We often have an interactive protocol that we then transform via the Fiat-Shamir transform. There, we replace the challenges by the verifier (that all need to be public-coin) by hashes of all previous messages. This is then guaranteed to be secure in the ROM. [note: sometimes, we can get a secure scheme with Fiat-Shamir even without the ROM assumption, see https://eprint.iacr.org/2020/915].
  • We covered many different privacy-preserving techniques in the lecture: CoinJoin, CoinShuffle, TumbleBit, ZeroCoin, RingCT, ZeroCash. Which one of these would you recommend using?
As always depends on your threat model. For any serious threat model, I would never recommend Bitcoin or anything building on that (e.g. CoinJoin, CoinShuffle, TumbleBit, ZeroCoin).

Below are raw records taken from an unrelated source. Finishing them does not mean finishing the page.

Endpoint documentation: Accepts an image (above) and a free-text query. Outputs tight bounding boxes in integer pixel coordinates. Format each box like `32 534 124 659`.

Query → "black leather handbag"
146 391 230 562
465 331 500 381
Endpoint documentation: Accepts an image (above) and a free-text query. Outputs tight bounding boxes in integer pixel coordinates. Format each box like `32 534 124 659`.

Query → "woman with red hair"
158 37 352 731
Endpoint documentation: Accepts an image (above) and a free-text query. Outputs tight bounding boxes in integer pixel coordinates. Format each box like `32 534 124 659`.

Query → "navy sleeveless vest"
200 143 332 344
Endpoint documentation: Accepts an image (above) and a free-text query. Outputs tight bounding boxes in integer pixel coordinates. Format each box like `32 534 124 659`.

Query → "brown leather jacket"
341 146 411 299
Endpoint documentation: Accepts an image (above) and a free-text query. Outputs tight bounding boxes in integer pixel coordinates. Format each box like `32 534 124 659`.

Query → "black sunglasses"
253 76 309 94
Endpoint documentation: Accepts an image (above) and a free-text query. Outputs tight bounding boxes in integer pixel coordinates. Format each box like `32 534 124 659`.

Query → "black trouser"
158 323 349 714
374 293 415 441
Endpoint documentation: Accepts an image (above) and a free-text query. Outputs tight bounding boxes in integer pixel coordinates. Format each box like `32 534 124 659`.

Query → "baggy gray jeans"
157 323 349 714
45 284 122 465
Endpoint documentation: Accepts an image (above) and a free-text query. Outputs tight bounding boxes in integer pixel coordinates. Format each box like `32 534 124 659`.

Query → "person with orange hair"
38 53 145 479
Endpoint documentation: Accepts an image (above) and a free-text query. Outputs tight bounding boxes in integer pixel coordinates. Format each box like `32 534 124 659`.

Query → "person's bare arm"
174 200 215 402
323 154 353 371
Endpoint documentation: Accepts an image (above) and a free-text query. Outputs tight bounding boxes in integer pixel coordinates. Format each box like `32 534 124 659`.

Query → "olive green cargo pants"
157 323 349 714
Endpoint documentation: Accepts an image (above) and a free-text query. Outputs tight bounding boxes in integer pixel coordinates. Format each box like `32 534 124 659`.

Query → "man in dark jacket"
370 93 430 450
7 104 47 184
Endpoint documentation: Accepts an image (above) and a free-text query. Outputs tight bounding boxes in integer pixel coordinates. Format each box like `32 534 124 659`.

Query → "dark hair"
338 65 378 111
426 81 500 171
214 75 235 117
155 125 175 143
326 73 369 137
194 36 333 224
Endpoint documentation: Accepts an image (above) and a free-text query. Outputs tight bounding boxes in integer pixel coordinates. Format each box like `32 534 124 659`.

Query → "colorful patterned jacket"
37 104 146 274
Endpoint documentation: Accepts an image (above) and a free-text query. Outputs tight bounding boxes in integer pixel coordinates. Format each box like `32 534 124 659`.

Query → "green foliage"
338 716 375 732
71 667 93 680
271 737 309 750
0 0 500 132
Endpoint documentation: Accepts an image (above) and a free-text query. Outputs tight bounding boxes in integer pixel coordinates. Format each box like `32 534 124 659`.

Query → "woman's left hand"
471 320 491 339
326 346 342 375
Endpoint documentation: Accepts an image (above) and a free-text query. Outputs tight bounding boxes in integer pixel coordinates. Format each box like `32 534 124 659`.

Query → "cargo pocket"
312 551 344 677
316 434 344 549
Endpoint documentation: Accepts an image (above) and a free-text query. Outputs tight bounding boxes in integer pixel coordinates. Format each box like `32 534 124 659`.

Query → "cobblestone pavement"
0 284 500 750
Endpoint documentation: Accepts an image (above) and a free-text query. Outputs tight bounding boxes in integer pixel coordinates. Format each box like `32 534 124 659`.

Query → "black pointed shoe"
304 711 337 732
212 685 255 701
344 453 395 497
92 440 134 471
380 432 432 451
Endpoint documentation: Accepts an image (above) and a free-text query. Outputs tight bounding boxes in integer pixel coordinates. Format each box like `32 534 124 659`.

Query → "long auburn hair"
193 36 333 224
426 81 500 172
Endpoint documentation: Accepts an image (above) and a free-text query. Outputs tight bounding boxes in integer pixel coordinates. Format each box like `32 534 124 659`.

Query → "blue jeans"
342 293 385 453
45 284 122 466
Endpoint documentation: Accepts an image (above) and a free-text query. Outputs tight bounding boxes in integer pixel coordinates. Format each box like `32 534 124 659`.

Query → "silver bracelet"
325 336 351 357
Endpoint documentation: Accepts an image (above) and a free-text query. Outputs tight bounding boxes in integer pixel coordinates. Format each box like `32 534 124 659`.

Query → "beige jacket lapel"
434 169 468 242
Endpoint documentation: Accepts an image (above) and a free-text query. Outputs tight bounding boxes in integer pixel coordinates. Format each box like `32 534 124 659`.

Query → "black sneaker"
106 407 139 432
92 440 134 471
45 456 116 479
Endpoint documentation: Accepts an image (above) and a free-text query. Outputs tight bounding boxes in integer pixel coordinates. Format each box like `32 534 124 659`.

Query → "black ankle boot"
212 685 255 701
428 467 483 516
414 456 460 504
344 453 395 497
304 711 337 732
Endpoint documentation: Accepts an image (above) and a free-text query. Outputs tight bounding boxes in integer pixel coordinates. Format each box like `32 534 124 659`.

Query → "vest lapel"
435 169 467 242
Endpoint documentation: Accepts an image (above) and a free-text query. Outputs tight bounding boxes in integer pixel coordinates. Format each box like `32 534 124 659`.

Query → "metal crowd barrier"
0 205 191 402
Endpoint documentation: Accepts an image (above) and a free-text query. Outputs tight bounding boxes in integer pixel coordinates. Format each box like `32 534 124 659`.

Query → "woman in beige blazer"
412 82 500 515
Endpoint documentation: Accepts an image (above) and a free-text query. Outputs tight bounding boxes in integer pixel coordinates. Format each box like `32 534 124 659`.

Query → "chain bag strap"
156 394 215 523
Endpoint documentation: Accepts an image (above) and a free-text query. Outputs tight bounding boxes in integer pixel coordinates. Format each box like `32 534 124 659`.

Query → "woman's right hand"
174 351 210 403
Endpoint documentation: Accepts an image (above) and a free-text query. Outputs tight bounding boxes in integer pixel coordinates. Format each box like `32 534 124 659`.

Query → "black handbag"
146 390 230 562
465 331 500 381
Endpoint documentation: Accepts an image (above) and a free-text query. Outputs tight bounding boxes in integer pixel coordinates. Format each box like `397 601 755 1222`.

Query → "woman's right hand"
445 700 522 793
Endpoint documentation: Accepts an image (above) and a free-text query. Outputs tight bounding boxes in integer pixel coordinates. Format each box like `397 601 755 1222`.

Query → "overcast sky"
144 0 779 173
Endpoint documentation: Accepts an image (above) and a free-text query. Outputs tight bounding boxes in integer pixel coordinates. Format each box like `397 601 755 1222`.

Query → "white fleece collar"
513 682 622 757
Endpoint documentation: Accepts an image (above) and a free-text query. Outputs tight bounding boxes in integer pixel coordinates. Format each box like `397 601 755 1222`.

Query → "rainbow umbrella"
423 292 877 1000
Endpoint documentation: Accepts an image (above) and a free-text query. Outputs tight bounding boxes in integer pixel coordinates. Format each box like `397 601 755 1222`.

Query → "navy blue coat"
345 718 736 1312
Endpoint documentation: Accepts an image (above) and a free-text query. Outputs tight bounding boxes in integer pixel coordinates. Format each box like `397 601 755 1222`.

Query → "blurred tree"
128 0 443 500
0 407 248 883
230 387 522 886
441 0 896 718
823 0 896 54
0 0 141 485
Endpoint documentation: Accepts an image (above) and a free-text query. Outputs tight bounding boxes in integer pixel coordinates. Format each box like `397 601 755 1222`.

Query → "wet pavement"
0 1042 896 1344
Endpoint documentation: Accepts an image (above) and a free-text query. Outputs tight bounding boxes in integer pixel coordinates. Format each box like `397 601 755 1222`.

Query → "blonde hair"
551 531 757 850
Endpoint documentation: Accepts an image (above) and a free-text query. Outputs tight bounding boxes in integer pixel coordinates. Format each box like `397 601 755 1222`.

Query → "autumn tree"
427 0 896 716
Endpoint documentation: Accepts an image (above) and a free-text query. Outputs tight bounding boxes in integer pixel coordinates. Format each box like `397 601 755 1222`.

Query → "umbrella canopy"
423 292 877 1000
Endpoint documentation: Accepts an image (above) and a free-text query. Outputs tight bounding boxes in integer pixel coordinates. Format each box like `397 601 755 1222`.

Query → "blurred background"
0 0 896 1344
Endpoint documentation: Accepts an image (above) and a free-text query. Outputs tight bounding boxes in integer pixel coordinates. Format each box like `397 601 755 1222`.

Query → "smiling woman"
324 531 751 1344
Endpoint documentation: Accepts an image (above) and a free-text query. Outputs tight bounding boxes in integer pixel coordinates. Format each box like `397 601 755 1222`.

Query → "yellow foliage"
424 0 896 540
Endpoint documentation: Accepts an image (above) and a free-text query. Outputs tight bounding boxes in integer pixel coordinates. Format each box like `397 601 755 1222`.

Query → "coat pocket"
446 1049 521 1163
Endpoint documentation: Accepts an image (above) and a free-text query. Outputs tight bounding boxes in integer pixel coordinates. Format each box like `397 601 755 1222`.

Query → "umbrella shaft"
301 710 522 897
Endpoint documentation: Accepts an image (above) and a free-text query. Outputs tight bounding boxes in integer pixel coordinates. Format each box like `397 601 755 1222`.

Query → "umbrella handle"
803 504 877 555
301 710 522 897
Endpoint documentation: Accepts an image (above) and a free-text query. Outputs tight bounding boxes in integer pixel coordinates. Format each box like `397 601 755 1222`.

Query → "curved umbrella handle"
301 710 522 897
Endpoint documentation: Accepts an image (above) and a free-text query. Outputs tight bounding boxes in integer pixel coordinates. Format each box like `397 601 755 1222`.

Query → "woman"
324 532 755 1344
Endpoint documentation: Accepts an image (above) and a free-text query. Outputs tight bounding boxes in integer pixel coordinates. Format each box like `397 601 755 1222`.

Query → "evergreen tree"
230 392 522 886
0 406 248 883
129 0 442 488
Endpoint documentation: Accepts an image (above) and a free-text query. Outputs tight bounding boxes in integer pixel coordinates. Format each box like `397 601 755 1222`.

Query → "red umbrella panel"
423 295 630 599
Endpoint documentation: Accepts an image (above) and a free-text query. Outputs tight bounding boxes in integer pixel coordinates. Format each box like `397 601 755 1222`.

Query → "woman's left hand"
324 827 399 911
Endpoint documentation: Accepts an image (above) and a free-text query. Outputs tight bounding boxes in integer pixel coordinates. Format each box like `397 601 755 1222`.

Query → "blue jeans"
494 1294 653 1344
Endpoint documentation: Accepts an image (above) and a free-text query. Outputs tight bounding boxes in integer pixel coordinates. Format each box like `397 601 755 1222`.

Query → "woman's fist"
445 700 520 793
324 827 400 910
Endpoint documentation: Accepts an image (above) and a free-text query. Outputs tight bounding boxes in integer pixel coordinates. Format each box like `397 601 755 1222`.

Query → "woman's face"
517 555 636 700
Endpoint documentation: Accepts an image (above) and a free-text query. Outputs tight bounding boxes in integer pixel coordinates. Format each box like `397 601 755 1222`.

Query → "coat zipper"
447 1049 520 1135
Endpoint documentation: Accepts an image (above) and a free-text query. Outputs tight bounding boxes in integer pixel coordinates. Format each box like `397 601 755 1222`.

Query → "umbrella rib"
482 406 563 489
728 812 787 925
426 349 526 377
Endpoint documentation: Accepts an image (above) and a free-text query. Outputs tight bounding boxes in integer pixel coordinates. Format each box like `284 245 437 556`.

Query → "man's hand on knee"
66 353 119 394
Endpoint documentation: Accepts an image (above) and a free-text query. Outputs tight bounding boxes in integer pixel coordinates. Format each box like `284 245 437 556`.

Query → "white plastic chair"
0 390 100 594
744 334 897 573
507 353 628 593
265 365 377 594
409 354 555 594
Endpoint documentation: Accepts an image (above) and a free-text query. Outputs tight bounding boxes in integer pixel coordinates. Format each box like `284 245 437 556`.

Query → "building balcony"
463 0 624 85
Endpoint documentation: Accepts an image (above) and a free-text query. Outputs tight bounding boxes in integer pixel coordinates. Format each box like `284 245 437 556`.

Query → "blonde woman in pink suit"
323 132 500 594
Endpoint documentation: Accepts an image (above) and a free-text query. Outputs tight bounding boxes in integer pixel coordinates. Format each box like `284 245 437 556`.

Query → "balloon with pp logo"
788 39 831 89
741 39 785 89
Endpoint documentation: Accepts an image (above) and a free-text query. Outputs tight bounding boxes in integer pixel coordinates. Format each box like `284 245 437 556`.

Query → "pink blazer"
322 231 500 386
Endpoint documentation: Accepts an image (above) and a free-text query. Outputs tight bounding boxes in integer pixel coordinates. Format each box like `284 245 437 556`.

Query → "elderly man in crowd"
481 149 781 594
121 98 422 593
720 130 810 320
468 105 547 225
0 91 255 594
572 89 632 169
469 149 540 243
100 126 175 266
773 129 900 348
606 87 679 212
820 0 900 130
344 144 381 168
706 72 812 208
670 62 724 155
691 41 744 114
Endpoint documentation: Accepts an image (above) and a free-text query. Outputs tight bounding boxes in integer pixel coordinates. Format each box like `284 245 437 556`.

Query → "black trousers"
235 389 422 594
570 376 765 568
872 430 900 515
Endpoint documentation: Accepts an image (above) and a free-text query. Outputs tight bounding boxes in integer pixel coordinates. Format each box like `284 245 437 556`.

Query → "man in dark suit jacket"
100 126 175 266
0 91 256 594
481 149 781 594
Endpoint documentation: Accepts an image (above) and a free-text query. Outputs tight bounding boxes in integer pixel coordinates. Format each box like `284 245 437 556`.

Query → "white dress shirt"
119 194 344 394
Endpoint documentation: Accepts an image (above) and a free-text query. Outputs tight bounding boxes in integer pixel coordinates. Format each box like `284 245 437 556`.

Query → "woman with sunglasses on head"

Hence, the decision is between RingCT and ZeroCash. Here, it from a rough point of view, they differ in whether they need a TSA or not. ZeroCash requires one, RingCT not.
  • But for RingCT we need also a bit of trust for the non-interactive zero-knowledge signatures of knowledge, no?
They are only secure in ROM. Hence, you need to trust the specific instantiation of the hash function.
  • And the ROM doesn't exist in reality. So this might be a bit philosophical, but doesn't that make RingCT need a TS, too?
Indeed, one could say so.
  • So after all there are no cryptocurrencies without a TSA?
I guess there are algorithms to perform the required trusted setups in a decentral way. But still, this is only spreading the risk, ultimately, it'll remain a TSA for the users that performed that setup decentrally.